Google Maps API; Standard Plan Updates (2016-06-22) - danso
https://developers.google.com/maps/pricing-and-plans/standard-plan-2016-update
======
danso
Here's the archived pricing page:

[https://web.archive.org/web/20160413223832/https://developer...](https://web.archive.org/web/20160413223832/https://developers.google.com/maps/pricing-
and-plans/)

The main change is that you can no longer make keyless requests to: Google
Maps Geocoding API, Directions API, Distance Matrix API, Elevation API, and
Time Zone API (at least if you try it from a new domain that hasn't previously
made calls before June 22)

The quota changes as far as I can tell:

\- If you hit up the APIs for, say, Static Maps, for more than 25,000 hits for
_90 consecutive days_ , you would have to start paying. Now (after October 16,
2016), if you exceed 25,000 hits in a day, you will get throttled.

\- Client-side Maps JavaScript API calls and server-side Web services calls,
for services such as geocoding, directions, etc, are now summed together when
considering the 2,500 requests per day quota. Previously, the server-side
requests were counted on their own toward's that 2,500/day limit.

(that's my best reading of the current pricing page...it's always been a bit
confusing differentiating between client calls to do map loads versus client
calls to do geocoding versus server-side calls to do geocoding,etc)

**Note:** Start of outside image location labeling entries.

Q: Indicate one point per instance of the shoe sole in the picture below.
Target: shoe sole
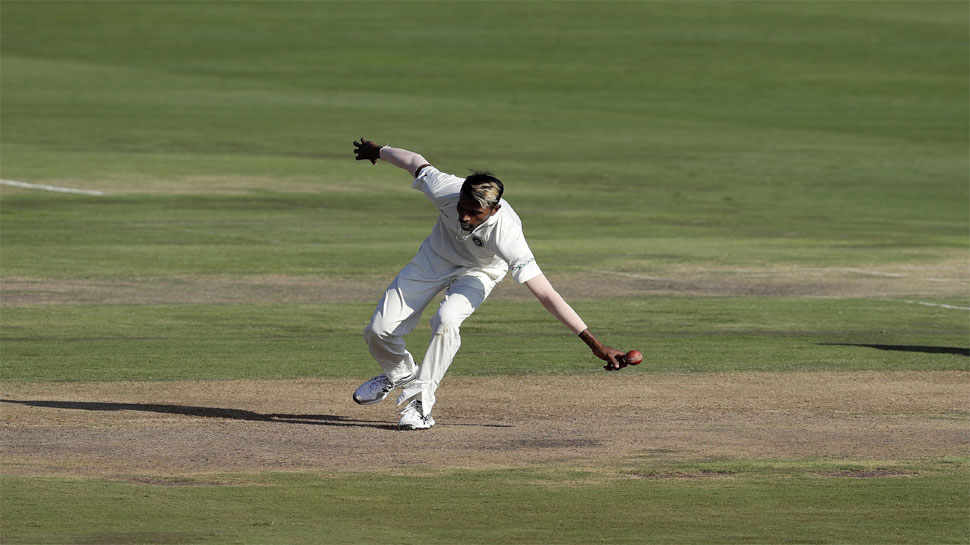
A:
(387, 393)
(371, 402)
(411, 427)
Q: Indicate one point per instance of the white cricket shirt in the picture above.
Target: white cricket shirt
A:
(495, 247)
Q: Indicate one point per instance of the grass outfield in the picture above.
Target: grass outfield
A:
(732, 187)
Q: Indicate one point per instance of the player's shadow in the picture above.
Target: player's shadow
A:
(231, 414)
(207, 412)
(909, 348)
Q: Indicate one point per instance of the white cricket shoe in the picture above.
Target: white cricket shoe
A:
(413, 419)
(377, 388)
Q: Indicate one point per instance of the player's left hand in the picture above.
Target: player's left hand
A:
(367, 150)
(615, 359)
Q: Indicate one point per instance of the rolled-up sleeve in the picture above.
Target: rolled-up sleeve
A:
(522, 264)
(437, 185)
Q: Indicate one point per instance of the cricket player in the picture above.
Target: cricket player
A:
(477, 240)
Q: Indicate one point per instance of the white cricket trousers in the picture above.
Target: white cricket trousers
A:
(399, 312)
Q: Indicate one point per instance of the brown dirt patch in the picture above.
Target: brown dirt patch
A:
(181, 428)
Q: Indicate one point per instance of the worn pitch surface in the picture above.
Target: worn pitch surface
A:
(157, 428)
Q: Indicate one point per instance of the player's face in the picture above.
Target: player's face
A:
(471, 214)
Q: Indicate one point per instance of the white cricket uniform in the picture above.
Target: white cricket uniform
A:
(468, 264)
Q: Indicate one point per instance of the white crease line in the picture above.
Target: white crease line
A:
(630, 275)
(877, 273)
(53, 188)
(936, 305)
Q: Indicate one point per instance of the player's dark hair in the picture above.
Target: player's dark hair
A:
(483, 187)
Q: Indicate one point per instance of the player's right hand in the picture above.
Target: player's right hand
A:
(367, 150)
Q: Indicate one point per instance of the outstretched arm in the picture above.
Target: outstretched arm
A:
(401, 158)
(558, 307)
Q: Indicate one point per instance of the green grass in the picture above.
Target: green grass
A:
(714, 502)
(631, 136)
(204, 341)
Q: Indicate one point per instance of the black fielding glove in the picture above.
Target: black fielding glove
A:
(367, 150)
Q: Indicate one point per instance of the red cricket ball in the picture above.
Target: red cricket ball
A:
(634, 357)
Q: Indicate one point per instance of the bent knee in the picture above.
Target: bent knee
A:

edit: I'm not sure how keyless access is grandfathered in exactly. Here's the
text from the announcement:

> _Active domains created before June 22, 2016, continue to be able to access
> the Google Maps JavaScript API, Static Maps API, and Street View Image API
> without an API key. They are not affected by keyless access being
> unavailable for new domains._

I guess if you were to make a brand new domain and make a keyless call to the
geocoding API, it wouldn't work?

[https://maps.googleapis.com/maps/api/geocode/json?address=16...](https://maps.googleapis.com/maps/api/geocode/json?address=1600+Amphitheatre+Parkway,+Mountain+View,+CA&key=)

This will probably, eventually, affect all of the geocoding libraries (e.g.
R's ggmap) that don't require a key by default.